Question

Solve y' + 2xy = 2x^3, y(0) = 1.

Answer 1

http://www.sosmath.com/diffeq/first/lineareq/lineareq.html

Answer 2

\[ \huge y = \frac{\int2x^3(e^{\int2x dx})dx +c}{e^{\int2x}}\]

Answer 3

\[y'+2xy=2x^3 \]

Multiply both sides by what is called the integrating factor
It is already in this form:
\[y'+p(x)y=q(x)\]
The integrating factor is :
\[e^{ \int\limits p(x) dx}\]

So for this problem we have the integrating factor is:
\[e^{\int\limits p(x) dx} =e^{\int\limits 2x dx}=e^{x^2}\]
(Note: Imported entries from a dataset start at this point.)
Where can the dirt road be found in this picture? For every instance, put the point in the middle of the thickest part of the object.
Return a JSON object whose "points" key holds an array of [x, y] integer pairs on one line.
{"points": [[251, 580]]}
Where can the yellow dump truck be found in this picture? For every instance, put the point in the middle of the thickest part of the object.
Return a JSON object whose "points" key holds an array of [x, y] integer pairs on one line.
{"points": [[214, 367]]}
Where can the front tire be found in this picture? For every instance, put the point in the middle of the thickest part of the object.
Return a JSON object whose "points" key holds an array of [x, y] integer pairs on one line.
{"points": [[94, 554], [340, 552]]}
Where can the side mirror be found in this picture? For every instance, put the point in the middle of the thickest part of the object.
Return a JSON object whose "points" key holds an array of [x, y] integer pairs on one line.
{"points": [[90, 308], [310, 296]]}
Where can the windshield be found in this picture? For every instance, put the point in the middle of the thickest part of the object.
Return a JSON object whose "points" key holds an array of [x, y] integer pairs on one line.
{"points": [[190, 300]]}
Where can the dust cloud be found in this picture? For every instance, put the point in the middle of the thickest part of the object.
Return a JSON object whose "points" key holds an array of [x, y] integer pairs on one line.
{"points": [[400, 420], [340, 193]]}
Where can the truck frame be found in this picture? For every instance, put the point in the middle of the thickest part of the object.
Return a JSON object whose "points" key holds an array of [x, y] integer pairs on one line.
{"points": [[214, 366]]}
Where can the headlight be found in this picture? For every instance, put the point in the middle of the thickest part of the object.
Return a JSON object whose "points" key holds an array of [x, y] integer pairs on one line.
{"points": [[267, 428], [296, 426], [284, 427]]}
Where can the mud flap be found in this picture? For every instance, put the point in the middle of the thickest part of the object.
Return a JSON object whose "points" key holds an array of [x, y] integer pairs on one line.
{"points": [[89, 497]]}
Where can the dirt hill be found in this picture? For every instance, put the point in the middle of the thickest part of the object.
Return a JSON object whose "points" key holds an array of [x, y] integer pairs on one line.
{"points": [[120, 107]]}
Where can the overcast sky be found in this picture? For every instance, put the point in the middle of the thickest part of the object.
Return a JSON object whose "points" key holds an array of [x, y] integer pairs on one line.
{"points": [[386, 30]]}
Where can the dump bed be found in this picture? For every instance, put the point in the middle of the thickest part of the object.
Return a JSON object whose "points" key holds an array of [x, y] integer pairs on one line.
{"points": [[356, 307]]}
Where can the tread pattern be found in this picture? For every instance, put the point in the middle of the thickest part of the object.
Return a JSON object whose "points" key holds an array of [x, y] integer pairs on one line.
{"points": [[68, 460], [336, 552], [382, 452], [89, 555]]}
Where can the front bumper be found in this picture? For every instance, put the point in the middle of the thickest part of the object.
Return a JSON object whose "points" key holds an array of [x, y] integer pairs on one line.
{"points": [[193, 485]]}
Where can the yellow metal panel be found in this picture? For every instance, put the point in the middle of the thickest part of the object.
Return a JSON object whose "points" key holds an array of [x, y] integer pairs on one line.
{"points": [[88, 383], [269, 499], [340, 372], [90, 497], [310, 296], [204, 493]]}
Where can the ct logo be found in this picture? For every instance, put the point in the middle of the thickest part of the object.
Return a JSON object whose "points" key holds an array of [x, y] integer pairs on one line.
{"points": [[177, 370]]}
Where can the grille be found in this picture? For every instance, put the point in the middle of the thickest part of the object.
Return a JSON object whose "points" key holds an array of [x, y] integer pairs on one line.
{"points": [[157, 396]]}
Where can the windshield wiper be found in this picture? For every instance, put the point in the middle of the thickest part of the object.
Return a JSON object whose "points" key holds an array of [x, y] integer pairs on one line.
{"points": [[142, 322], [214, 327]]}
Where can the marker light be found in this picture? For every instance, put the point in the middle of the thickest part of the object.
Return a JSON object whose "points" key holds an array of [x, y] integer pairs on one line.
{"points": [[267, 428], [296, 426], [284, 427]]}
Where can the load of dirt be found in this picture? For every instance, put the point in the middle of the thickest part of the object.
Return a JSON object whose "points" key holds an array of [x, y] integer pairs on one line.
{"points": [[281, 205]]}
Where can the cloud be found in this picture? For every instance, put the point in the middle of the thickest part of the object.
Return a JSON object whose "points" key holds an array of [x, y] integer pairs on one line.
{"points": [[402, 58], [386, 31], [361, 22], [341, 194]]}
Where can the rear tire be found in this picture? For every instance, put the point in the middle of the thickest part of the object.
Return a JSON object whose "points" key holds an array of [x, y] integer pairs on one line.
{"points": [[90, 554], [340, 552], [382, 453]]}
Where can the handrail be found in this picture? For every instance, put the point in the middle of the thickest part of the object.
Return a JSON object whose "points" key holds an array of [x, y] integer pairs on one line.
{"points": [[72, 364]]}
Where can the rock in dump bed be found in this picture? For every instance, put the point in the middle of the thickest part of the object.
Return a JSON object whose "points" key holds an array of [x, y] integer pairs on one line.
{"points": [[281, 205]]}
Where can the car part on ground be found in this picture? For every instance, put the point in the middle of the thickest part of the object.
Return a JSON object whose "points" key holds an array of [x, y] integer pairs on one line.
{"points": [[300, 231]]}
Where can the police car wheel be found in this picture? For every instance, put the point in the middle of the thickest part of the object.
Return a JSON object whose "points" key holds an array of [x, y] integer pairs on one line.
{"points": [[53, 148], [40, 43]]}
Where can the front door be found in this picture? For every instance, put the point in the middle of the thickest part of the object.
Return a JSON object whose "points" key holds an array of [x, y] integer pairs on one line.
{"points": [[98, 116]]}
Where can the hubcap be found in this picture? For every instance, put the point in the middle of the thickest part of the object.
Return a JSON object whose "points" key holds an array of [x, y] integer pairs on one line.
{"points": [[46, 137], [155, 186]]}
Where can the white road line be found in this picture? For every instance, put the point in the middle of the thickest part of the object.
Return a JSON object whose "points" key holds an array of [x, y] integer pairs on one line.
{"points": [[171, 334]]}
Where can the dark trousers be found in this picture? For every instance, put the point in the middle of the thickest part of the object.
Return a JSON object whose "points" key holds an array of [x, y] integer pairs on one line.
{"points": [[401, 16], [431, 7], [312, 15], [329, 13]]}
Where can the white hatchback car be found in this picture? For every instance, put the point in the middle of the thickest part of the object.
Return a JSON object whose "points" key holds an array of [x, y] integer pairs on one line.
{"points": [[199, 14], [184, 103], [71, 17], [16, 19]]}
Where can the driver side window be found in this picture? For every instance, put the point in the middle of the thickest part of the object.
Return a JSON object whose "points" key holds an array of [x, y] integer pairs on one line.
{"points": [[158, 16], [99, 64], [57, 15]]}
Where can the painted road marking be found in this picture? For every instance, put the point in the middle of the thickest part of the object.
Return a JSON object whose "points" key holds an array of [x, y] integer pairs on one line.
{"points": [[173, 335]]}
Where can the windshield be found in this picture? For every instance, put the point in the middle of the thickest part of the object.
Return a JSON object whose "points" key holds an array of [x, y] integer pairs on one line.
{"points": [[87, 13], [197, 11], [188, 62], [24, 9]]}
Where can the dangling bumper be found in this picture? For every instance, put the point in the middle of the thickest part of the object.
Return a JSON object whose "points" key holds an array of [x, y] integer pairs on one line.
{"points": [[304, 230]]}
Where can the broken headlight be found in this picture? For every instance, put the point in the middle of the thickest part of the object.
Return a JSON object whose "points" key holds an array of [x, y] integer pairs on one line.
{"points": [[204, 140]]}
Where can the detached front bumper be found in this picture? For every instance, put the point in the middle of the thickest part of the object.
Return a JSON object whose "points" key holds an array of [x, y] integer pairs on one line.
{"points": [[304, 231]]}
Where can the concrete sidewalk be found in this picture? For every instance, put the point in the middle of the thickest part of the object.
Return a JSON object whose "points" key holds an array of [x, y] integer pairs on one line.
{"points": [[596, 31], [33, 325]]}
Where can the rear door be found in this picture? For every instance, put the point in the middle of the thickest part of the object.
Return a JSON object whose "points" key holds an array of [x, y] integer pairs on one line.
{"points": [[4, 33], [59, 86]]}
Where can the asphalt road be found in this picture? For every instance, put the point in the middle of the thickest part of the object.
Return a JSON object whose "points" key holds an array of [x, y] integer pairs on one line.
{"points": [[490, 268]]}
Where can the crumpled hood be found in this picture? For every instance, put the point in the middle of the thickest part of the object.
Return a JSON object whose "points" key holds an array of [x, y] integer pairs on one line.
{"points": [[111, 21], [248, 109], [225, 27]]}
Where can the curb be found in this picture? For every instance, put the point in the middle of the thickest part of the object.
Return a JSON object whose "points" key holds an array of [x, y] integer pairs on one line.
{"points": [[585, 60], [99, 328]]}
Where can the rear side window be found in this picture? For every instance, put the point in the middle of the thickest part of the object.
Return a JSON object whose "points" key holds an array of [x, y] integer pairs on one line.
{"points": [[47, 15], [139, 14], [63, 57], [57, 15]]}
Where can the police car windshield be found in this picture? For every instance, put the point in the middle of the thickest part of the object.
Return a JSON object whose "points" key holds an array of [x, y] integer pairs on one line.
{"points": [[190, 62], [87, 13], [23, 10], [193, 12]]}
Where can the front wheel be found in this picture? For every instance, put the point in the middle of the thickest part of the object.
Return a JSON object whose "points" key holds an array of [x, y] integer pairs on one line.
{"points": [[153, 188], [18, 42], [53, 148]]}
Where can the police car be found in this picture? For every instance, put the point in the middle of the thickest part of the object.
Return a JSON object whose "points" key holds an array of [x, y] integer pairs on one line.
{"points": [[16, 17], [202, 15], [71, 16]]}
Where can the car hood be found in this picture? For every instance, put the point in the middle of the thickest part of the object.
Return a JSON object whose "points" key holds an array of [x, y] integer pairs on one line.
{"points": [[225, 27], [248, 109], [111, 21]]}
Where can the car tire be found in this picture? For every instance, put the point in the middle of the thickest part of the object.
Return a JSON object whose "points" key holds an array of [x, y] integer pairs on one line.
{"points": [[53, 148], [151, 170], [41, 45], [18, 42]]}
So the reason we multiply by the integrating factor is because it allows us to write the right hand side as
\[(ye^{x^2})'\]
Since this equals :
\[y'e^{x^2} +2xye^{x^2} \text{ By product rule }\]
Which is what we will have after multiplying both sides by the integrating factor
\[e^{x^2}y'+e^{x^2}2xy=e^{x^2} 2x^3\]
So we have again by product rule we can rewrite the right hand "
\[(ye^{x^2})'=e^{x^2} 2x^3\]
Now integrate both sides :)
Don't forget +C after integrating